Newsday reported this morning that four Hofstra players—sophomore Shaquille Stokes and freshmen Jimmy Hall, Kentrell Washington and Dallas Anglin—were arrested yesterday on multiple counts of burglary. Per a university press release, all four players have been suspended immediately from the team and school.
The incidents occurred on campus between Oct. 4 and Nov. 5. According to Newsday, Stokes was arrested on five counts of second-degree burglary and Hall was charged with four counts. Washington was arrested on two counts of second-degree burglary and Anglin was charged with one count. The players are scheduled to be arraigned today at First District Court in Hempstead.
The indefinite suspensions will cripple the Dutchmen. Hall earned comparisons, now sadly apt, to Kenny Adeleke by emerging as a nightly double-double threat as a freshman and was already the Dutchmen’s best player (12.7 ppg, 9.7 rpg). Stokes was averaging 10 ppg, fourth-highest on the team, and hit clutch shots in the wins over South Dakota State and Marshall.
The Dutchmen’s already lean depth will take an unrecoverable blow as well. With Stephen Nwaukoni (personal) out the last two games and UConn transfer Jamal Coombs-McDaniel yet to play because of a knee injury, there’s a good chance the Dutchmen will take the floor against SMU tomorrow with a grand total of five scholarship players (seniors David Imes and Stevie Mejia, sophomores Moussa Kone and Taran Buie and freshman Jordan Allen) available.
The arrests are also a staggering blow for a program, an athletic department and a fan base that has absorbed plenty of punches in the last three years. This was supposed to be the season in which Mo Cassara began rebuilding a program decimated following the departure of Tom Pecora in 2010, and the early results were encouraging. To say he didn’t need this, with a new athletic director as well as a president who loathes any kind of bad publicity, is an understatement of the grandest order.
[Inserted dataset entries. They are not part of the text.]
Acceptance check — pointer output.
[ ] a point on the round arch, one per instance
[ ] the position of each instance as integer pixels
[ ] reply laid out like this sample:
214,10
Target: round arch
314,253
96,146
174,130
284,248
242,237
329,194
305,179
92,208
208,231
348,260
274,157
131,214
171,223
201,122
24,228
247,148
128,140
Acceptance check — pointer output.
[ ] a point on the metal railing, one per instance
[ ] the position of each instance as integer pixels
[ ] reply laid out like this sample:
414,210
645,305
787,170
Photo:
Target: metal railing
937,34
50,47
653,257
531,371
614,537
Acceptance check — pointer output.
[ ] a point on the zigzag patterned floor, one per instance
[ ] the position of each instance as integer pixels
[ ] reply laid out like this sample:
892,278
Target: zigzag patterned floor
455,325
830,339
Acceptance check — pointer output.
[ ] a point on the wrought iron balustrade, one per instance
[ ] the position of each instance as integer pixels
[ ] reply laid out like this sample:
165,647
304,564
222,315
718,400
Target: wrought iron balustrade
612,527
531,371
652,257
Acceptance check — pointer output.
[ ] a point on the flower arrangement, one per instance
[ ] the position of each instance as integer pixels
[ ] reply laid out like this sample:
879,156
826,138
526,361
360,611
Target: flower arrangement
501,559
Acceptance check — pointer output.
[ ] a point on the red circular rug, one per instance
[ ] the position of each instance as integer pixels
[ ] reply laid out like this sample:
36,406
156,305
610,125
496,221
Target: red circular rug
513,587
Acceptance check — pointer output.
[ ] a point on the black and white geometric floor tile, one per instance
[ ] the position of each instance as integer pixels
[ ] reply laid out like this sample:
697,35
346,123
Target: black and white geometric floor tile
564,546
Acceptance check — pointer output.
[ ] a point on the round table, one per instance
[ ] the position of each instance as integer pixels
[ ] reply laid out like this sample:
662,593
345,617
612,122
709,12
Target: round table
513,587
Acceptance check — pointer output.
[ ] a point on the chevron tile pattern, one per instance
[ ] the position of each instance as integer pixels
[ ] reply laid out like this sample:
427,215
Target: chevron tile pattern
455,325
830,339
News of the arrests broke a mere three days before the third anniversary of Hofstra’s decision to kill football, which angered alums (you don’t say). There had been some hope that a new day had dawned over the last few months, during which the softball team came within a base hit of reaching the College World Series and the women’s soccer and volleyball teams reached the NCAA Tournament.
But this morning’s news prove that the black cloud still hangs above us and the fates are still pulling the football away every time Hofstra manages to mount a running start. Good grief.